I long to be held. My husband has what seems to be Asperger’s traits, like my son. He is not affectionate in his words or his actions. I struggle with loneliness at home, paired with my tendency toward depression. I know God loves me, but I still don’t know how to receive that love.
You know, Rhea, when I was a child I used to curl up in my bed scared of goodness knows what in the darkness in my room… my mom used to tell me to pray to Jesus and He’d take away my fear. My response to her was “I need Jesus with skin on”. Sometimes we feel like the doubting Thomas because we feel that we need Jesus with skin on, we long for something tangible that we can touch and feel. We want to feel those arms around us. Sometimes God will put a friend in our lives to do just that, especially if we feel like we don’t have those connections at home. I don’t know the answers…but I do know that God loves us with an unconditional love. He’s standing right behind us, tapping us on the shoulder, waiting for us to turn around…. we feel blind, desperately groping around in the darkness searching for something grab on to. God never changes….He is the steadfast rock in our lives. When we feel the darkness surrounding us, we can turn towards the constant light of Jesus. God gives us the strength to get through the periods of darkness in our lives…. when we rely on Him instead of our power, it gives Him room to shine…..

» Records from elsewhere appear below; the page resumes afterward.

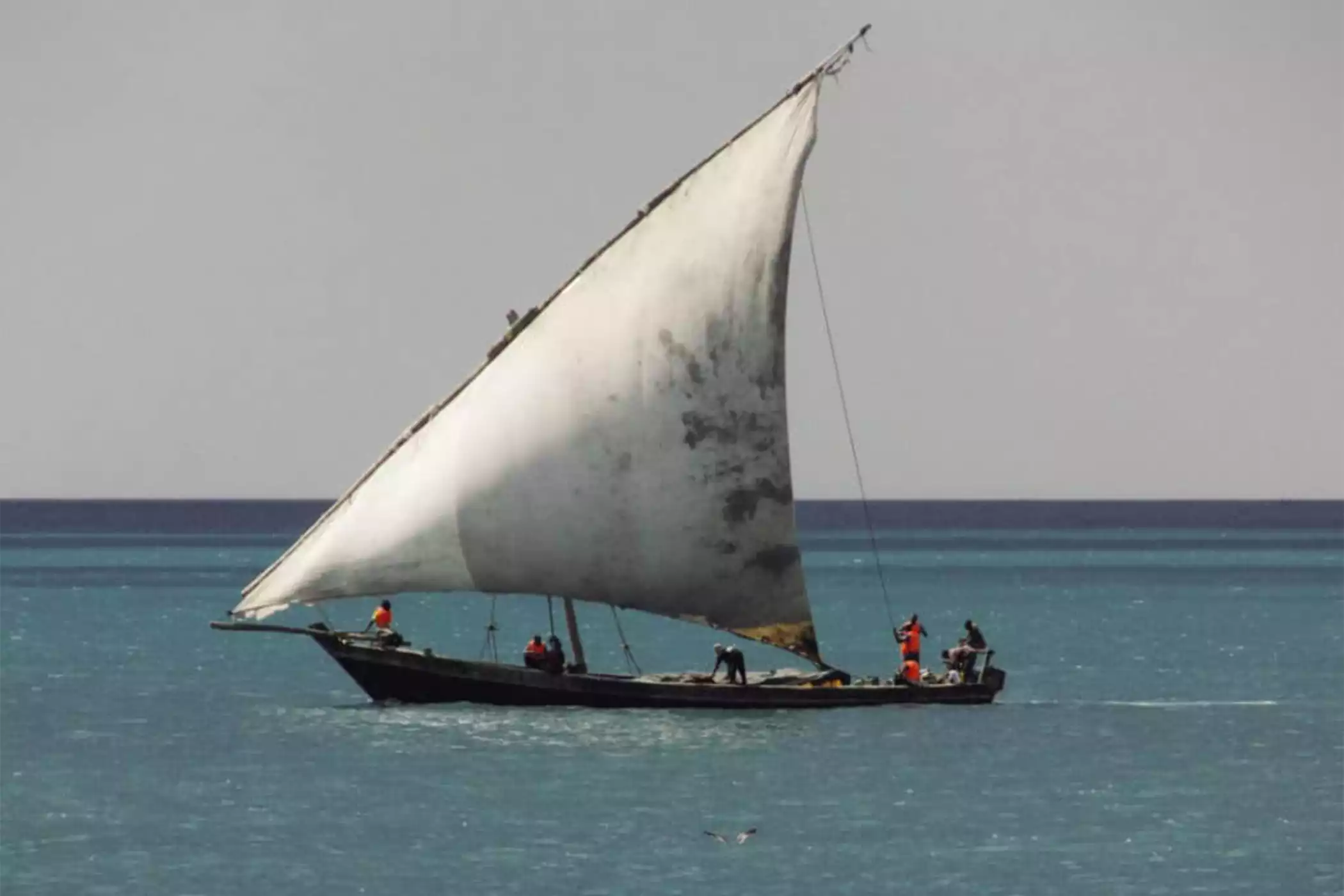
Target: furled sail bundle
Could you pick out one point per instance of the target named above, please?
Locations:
(628, 445)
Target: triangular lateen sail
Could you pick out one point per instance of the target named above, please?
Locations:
(628, 446)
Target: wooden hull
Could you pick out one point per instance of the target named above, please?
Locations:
(413, 676)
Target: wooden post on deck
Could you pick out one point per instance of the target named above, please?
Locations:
(572, 621)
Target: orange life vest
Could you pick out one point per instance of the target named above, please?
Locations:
(910, 646)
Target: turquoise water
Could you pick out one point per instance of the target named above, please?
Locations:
(1174, 723)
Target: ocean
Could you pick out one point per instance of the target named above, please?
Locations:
(1174, 721)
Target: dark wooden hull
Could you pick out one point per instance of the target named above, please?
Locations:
(413, 676)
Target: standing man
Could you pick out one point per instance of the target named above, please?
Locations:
(732, 657)
(382, 618)
(909, 637)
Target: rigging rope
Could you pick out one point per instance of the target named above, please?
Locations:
(490, 636)
(844, 409)
(629, 656)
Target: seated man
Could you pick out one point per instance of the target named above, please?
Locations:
(732, 657)
(534, 655)
(975, 644)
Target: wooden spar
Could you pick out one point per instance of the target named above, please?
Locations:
(573, 623)
(264, 627)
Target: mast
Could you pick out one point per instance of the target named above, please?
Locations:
(573, 623)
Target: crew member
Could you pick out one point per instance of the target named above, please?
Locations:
(733, 659)
(382, 618)
(534, 655)
(975, 645)
(908, 637)
(554, 656)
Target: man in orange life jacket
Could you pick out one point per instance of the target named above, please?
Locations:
(534, 655)
(382, 618)
(908, 637)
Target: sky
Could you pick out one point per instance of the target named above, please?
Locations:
(1070, 250)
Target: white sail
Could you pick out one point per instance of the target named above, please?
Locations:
(628, 446)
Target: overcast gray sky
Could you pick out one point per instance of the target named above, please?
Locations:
(1070, 249)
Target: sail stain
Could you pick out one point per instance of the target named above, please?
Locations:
(741, 504)
(682, 354)
(774, 559)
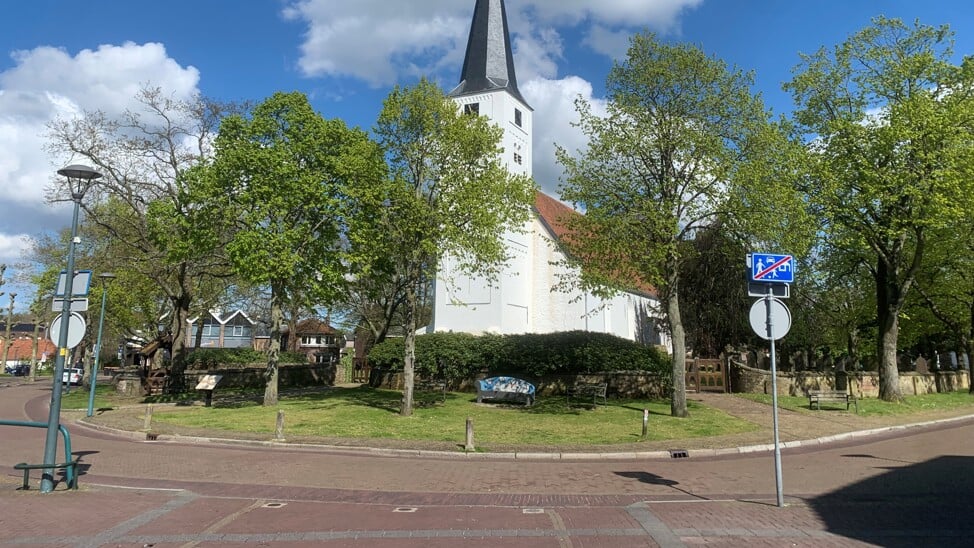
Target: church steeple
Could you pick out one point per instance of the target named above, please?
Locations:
(489, 63)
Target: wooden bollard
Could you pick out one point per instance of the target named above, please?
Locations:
(147, 426)
(468, 446)
(280, 425)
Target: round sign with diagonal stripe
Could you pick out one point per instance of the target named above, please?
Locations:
(774, 312)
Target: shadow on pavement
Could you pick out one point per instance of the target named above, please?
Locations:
(912, 504)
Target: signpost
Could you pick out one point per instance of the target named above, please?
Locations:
(770, 319)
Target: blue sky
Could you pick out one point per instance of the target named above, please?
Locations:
(63, 57)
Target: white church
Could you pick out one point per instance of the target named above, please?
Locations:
(525, 298)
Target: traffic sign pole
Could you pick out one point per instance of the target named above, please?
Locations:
(774, 404)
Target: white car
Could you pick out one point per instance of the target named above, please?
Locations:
(73, 375)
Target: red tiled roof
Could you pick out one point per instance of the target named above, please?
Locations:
(20, 349)
(314, 326)
(556, 215)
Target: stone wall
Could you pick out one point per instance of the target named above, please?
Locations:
(862, 383)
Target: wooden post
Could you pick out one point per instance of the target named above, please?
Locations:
(280, 425)
(148, 418)
(468, 446)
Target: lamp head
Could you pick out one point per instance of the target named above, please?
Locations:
(79, 179)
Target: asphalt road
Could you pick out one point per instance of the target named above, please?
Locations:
(906, 487)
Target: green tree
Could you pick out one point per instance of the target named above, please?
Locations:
(888, 122)
(144, 156)
(447, 194)
(277, 188)
(684, 144)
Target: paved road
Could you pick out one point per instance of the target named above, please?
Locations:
(902, 488)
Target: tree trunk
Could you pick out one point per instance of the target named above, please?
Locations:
(409, 360)
(678, 401)
(887, 306)
(273, 348)
(180, 319)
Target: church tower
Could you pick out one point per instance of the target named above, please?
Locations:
(488, 85)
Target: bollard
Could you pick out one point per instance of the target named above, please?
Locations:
(468, 446)
(148, 418)
(280, 425)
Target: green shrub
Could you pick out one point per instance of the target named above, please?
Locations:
(461, 355)
(214, 358)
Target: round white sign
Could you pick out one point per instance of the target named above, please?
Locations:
(780, 318)
(76, 329)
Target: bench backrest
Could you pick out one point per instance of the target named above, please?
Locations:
(506, 384)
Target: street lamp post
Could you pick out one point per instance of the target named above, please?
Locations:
(105, 277)
(79, 180)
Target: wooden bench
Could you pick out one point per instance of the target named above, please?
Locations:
(816, 397)
(70, 468)
(435, 386)
(505, 388)
(594, 390)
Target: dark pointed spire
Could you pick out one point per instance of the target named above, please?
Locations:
(489, 63)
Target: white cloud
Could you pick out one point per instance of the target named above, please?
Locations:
(382, 42)
(612, 44)
(554, 103)
(46, 83)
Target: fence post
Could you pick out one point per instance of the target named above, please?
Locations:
(147, 426)
(468, 446)
(280, 425)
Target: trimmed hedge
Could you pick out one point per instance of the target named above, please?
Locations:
(461, 355)
(214, 358)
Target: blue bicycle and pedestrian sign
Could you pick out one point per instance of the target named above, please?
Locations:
(766, 267)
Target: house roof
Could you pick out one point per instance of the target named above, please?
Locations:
(488, 64)
(216, 316)
(22, 348)
(554, 215)
(314, 326)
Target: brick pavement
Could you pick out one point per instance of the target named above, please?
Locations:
(885, 490)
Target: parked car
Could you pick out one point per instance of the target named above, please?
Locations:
(73, 375)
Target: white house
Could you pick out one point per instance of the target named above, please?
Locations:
(524, 299)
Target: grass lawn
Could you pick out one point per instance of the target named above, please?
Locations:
(364, 413)
(877, 407)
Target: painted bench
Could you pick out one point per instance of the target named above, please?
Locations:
(816, 397)
(505, 388)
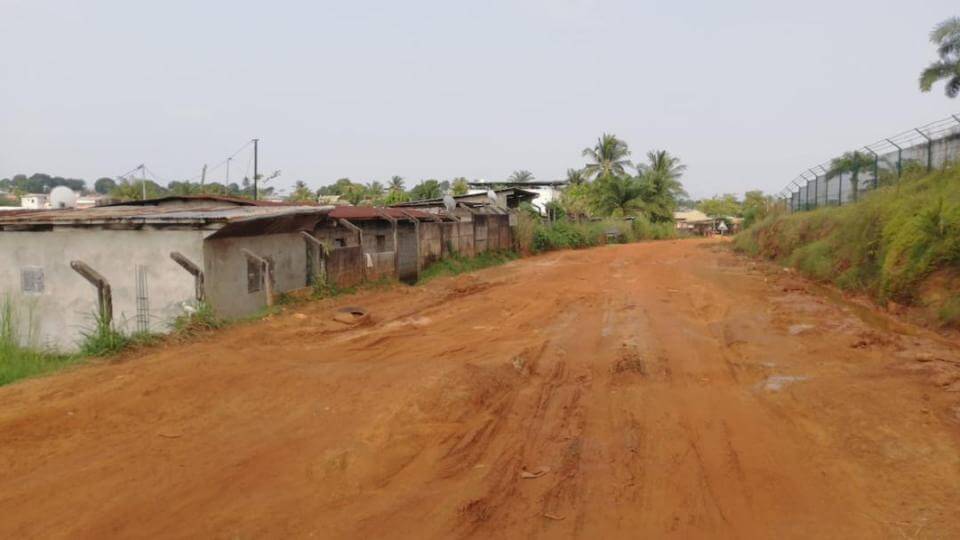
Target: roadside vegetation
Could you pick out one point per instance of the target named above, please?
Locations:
(19, 362)
(898, 244)
(458, 264)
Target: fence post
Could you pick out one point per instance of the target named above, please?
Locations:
(876, 167)
(899, 158)
(189, 266)
(929, 149)
(104, 293)
(816, 189)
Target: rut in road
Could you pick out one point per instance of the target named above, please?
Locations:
(667, 389)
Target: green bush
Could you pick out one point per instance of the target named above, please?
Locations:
(458, 264)
(19, 362)
(886, 244)
(563, 234)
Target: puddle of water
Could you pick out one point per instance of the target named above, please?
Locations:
(775, 383)
(797, 329)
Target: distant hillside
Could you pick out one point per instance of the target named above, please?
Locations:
(899, 244)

My son is dealing with an anxiety disorder and the medication prescribed causes him to move his arms like an autistic child sometimes does. It was so discouraging to realize the medicine was not going to work and we are having to work really hard with his school to help make some accommodations. I just have and had a lot of AM feelings especially I can’t do this again.. But your devotion reminded me that I can do this and have to stay focused on the journey… Don’t let the doubt over take everything.